Öncelikle mağaralar, elbette doğal barınaklar olarak cazipti. Ama hayal edelim ki, tüm nüfusu mağaralara sığınmak isteyen ilkel bir klansınız. Öncelikle yeterli büyüklükte ve güvenli mağara bulmanız lazım ki bu düşündüğünüzden daha nadir olabilir. Yani, mağara bulmak, iyi bir alışveriş merkezinde otopark bulmak gibi bir nebze zordu.
Avcı toplayıcılar ağırlıklı olarak göçebe bir hayat sürdüler, bu da onları yiyecek ve su kaynaklarının peşinden kovaladı. Yani "köyün ortasına çadırı kurup bekleyelim, besin bize gelsin" yaklaşımı değil de, tıpkı bugünkü gibi, "çalış abi çalış, hayat kötü" zihniyetindeydiler.
Mağaralar, daha çok doğanın öfkeli anlarında sığınılacak bir yer, dini ayinler ya da sanatsal faaliyetler (evet, ilk Grafiti sanatı mağara duvarlarında) için kullanılmış olabilir. Düşünsene, atalarının resim çizerken "umarım bu resmi sonra gören biri beğenir" diye düşünerek ilk sanat galerisini açtıkları o anın büyüsü!

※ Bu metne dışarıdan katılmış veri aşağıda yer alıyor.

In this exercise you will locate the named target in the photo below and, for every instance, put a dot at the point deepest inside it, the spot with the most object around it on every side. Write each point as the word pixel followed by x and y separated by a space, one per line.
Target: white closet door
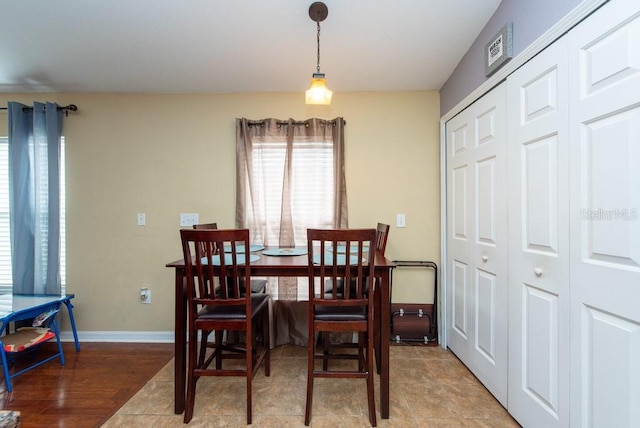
pixel 476 233
pixel 605 217
pixel 539 240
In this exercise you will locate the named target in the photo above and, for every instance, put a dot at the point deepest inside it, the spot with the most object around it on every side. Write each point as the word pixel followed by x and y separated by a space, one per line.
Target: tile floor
pixel 430 387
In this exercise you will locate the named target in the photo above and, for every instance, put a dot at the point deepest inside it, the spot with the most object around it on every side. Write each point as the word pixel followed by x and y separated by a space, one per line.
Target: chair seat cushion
pixel 258 285
pixel 233 312
pixel 340 313
pixel 26 337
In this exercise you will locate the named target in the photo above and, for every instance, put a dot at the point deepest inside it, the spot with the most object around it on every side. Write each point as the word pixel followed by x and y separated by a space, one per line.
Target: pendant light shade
pixel 318 93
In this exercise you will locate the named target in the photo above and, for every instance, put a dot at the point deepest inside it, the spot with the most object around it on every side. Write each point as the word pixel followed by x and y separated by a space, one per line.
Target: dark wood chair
pixel 257 286
pixel 382 233
pixel 216 303
pixel 348 311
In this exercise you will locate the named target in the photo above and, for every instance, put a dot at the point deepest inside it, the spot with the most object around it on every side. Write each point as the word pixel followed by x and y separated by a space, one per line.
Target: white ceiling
pixel 214 46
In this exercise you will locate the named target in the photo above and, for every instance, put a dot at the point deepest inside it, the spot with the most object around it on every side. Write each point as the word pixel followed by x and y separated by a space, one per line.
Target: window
pixel 6 281
pixel 311 187
pixel 290 178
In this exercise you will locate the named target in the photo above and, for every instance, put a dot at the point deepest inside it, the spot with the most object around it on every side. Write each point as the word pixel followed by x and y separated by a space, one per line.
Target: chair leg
pixel 310 367
pixel 377 305
pixel 370 391
pixel 203 346
pixel 219 347
pixel 250 339
pixel 191 379
pixel 325 350
pixel 266 342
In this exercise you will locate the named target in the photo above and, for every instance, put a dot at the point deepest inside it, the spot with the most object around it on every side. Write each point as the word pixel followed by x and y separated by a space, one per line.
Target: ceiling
pixel 218 46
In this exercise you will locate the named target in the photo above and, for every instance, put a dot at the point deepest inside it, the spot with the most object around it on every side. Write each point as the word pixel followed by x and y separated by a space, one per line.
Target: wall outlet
pixel 145 295
pixel 188 219
pixel 400 220
pixel 142 219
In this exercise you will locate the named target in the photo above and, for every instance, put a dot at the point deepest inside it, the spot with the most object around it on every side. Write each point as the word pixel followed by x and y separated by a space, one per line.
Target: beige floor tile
pixel 429 387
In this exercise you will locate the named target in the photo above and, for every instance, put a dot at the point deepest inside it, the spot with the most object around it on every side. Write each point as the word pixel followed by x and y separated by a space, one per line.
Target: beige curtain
pixel 253 138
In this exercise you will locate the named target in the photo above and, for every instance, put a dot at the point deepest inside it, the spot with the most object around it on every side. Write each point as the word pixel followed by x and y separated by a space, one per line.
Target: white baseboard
pixel 120 336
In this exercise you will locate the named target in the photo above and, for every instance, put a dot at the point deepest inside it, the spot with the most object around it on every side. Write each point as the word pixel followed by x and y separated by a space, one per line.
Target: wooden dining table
pixel 285 266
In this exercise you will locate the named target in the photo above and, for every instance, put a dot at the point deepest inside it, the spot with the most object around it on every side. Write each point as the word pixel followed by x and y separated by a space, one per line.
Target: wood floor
pixel 89 389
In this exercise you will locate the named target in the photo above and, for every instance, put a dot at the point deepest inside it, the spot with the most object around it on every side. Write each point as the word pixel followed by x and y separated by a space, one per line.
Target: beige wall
pixel 167 154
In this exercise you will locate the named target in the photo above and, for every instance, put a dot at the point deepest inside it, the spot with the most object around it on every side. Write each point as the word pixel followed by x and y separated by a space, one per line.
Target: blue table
pixel 11 304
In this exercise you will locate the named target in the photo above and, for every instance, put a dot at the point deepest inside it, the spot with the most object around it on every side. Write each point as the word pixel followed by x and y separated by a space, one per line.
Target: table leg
pixel 385 309
pixel 67 303
pixel 180 350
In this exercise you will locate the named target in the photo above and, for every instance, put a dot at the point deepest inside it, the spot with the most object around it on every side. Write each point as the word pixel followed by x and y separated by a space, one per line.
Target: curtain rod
pixel 295 122
pixel 67 109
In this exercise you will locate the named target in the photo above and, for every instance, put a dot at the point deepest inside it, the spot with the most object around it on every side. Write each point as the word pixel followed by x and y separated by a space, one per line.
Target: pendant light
pixel 318 92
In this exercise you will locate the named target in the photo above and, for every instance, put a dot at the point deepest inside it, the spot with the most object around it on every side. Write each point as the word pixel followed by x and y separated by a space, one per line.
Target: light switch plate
pixel 188 219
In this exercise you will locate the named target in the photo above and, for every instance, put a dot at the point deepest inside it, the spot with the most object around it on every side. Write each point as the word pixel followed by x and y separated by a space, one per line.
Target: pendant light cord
pixel 318 61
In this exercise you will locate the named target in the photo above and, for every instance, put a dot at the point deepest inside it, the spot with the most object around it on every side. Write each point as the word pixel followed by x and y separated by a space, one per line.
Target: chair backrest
pixel 329 251
pixel 215 277
pixel 382 233
pixel 206 226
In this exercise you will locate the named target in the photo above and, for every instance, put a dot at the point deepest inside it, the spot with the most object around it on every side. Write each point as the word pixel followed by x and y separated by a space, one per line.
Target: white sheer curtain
pixel 35 136
pixel 290 177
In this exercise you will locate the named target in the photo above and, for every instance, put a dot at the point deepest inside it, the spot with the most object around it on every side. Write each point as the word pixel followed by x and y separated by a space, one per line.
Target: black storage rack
pixel 432 334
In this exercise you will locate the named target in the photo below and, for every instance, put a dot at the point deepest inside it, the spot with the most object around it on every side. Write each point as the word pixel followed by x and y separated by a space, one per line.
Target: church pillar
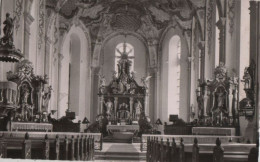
pixel 131 105
pixel 28 21
pixel 60 57
pixel 100 109
pixel 152 94
pixel 47 56
pixel 95 101
pixel 115 106
pixel 210 21
pixel 251 130
pixel 222 30
pixel 201 46
pixel 232 39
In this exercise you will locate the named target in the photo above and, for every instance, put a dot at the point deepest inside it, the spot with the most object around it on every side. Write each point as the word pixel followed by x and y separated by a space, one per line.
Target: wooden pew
pixel 27 144
pixel 164 151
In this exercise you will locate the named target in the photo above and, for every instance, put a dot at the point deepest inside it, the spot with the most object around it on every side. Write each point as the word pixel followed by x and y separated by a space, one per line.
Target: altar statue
pixel 46 98
pixel 247 79
pixel 8 28
pixel 123 111
pixel 25 92
pixel 138 110
pixel 220 103
pixel 200 102
pixel 109 106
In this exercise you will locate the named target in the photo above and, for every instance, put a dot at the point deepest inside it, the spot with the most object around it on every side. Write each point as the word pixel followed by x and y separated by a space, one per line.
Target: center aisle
pixel 120 152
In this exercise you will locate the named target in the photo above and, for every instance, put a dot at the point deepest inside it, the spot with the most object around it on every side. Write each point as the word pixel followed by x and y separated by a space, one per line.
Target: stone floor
pixel 129 152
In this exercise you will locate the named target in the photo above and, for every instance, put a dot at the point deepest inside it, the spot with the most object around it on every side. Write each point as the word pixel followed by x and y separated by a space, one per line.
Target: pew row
pixel 166 151
pixel 188 139
pixel 49 145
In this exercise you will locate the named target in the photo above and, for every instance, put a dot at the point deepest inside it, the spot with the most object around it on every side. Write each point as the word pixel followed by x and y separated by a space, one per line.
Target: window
pixel 124 48
pixel 174 71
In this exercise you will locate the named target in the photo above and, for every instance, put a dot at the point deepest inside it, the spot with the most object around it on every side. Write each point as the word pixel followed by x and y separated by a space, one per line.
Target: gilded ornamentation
pixel 231 15
pixel 210 9
pixel 18 13
pixel 41 22
pixel 8 39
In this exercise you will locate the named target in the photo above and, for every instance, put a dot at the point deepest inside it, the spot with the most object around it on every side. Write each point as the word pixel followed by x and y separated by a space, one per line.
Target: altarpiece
pixel 217 100
pixel 123 100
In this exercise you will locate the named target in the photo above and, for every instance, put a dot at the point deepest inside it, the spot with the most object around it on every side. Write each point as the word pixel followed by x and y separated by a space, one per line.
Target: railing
pixel 172 151
pixel 50 145
pixel 188 139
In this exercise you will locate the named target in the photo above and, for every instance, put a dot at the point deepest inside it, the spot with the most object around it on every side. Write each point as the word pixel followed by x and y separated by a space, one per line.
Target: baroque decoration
pixel 217 99
pixel 8 52
pixel 33 94
pixel 123 100
pixel 247 105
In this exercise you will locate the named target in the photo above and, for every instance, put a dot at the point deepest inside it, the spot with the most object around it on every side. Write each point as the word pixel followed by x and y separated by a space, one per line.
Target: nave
pixel 133 80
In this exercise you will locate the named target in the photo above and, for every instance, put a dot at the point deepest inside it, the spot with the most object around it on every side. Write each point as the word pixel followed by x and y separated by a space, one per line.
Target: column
pixel 152 94
pixel 221 24
pixel 115 106
pixel 232 37
pixel 28 21
pixel 101 105
pixel 201 46
pixel 131 105
pixel 47 56
pixel 95 91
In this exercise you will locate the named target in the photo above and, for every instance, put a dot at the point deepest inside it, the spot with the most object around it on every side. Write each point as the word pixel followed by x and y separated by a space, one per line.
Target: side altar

"Mağara insanı" deyimi belki de bu nedenlerle mecazi anlamda kullanılır oldu. Günümüz dünyasında hâlâ mağaralarda yaşamıyoruz ama bazen zihnimizdeki mağaralara çekiliyoruz. Rutinin getirdiği konfor mu, çevresel tehlikelerden korunma isteği mi, yoksa sadece kendi duvarlarımızı boyamak mı? Kimi zaman sadece kendi mağaramızın duvarlarına kulak veriyoruz, dışarı çıkıp yeni duvarların sıvasına ihtiyaç olduğunu fark etmiyoruz.
Bugün bizi "mağara insanı" yapan şey, belki de sadece yeni fikirlerin mağara mağara dolaşmasını sağlayamamamızdır. Ama şunu unutmayalım, mağara duvarına ilk resmi çizen ilk sanatçı kadar yaratıcı olma potansiyeline sahibiz. O zaman haydi, içimizdeki mağara insanının sanatçısını bırakın çıksın! Eğer "mağara insanı" kalacaksak, bari duvarlarımızı güzel boyayalım, değil mi?